Wednesday, 7 September 2011

Moody's: DP World's strengthening credit fundamentals driven by emerging markets focus (UAE) - Zawya

DP World's solid operational and financial results for H1 2011 show that its operations in emerging markets are generating at least 75% of the group's revenues and will continue underpinning its strengthening credit fundamentals, says Moody's Investors Service. Despite the greater weight of emerging markets, DP World nevertheless maintains a solid footing in developed markets, with ports supporting logistics and trade activities in a number of western European locations.

These results stand out against a background of wider market concerns about the political turmoil in parts of the Middle East as well as about growth prospects for the major global economies.

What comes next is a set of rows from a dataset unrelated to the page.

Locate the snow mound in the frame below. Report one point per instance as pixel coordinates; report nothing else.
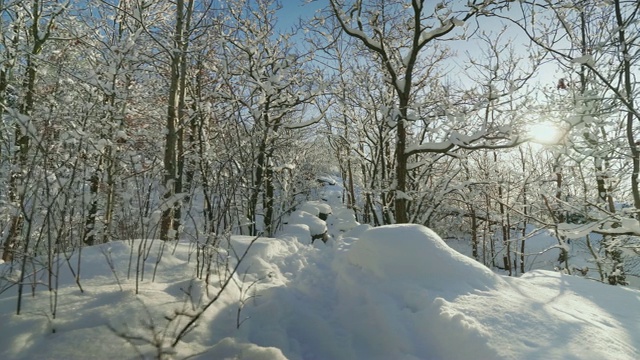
(315, 224)
(316, 208)
(416, 253)
(343, 220)
(392, 285)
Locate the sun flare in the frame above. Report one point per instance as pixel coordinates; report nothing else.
(545, 133)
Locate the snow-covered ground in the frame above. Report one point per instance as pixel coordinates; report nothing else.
(394, 292)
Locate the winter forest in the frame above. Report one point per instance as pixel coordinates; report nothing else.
(185, 141)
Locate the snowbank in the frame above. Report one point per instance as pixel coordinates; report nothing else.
(394, 292)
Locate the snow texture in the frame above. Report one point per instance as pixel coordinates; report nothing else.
(392, 292)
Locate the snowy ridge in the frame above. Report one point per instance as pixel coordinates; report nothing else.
(393, 292)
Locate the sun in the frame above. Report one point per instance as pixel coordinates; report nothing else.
(545, 133)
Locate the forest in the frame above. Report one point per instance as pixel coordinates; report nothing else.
(191, 119)
(208, 123)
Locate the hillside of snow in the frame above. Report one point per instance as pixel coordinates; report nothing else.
(393, 292)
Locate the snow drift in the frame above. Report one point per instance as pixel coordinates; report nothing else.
(393, 292)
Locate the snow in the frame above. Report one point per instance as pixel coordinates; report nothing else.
(391, 292)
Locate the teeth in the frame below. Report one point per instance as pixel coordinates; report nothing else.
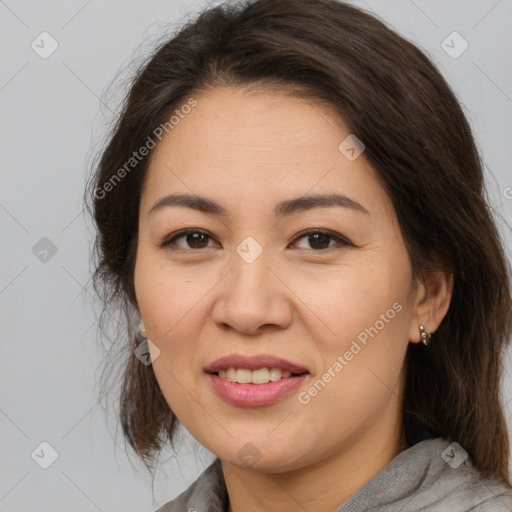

According to DP World's H1 2011 results released on 25 August, underlying consolidated throughput and revenues have grown by 11% and 17%, respectively, with all regions contributing, but with emerging markets as the clear driving force. This includes the full pro-forma consolidation of its Australian ports, of which DP World sold a 75% stake (to Citi Infrastructure Investors) and which were deconsolidated from March 12. Importantly, stable containerised revenues accounted for 80% of the group's total, further to the addition of handling capacities in India, Pakistan and China. In addition to volume growth, DP Worldhas continued to focus on cost management and has demonstrated its ability to command price increases (with like-for-like revenues per standard container rising to USD93 in H1 2011 vs. USD90 in H1 2010), resulting in a 22% increase in reported EBITDA margins, excluding one-off items.